After twenty years, Peck describes these exorcisms in his book "Glimpses of the Devil." In this Beliefnet interview, Peck discusses why he thinks demonic possession needs to be recognized--and grappled with--as a reality.
Can you talk a little bit about your own beliefs? Religiously speaking, how were you raised?
I was raised in a pretty profoundly secular home. Only after her death did I realize my mother was what I came to call a crypto-Christian. In some ways, I am grateful that I was raised in a secular home, because that meant that I didn't have any old religious baggage to carry with me. I was free to go and think what I wanted.
Even though it was a secular home, as I look back on it, I was a freakily religious kid. From the age of three on, as far back as I remember, I just knew there was a God behind everything.

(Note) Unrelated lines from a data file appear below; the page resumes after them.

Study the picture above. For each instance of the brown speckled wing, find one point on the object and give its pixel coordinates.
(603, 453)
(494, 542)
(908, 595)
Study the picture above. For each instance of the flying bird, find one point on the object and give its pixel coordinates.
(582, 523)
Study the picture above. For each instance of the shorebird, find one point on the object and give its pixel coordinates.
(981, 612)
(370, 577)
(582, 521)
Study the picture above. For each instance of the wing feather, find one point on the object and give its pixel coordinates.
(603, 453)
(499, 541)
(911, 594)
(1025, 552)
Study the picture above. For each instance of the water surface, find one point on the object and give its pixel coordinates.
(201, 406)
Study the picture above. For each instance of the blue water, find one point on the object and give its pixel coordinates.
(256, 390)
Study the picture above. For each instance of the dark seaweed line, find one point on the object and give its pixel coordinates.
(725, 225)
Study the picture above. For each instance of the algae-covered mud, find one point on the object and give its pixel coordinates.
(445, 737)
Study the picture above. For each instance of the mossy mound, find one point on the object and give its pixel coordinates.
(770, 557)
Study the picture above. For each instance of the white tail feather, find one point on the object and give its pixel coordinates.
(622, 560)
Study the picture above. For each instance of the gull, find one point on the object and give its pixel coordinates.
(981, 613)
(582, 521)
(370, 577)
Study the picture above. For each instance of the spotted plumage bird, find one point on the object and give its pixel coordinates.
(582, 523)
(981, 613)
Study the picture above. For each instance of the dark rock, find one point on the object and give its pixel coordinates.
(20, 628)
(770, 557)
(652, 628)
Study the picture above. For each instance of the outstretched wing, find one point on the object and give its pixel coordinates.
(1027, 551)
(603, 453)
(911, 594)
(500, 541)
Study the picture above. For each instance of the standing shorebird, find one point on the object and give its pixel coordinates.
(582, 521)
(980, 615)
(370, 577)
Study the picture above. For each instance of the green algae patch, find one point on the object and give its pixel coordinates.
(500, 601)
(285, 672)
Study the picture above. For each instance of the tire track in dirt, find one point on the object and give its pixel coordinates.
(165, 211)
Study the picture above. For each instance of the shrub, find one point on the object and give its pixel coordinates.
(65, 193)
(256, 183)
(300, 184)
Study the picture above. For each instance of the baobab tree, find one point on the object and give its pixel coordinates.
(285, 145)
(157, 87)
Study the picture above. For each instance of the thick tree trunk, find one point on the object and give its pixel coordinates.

My first contact with religion was taking a world religions course my senior year in high school. I immediately gravitated toward the mystical writings of Hinduism and Buddhism and the Upanishads and then Zen Buddhism. I kind of stayed with that until my late twenties.
I was what you might call a mystic, but definitely not a Christian. Christianity made no sense to me. I didn't believe Christ was divine, I didn't know where all this stuff in the Bible came from.
I found myself thirsting for something a little more solid and gravitated somewhat from Zen to Sufism and got interested in the Muslim mystics, the explosion of Muslim mystics in the 13th century in Persia.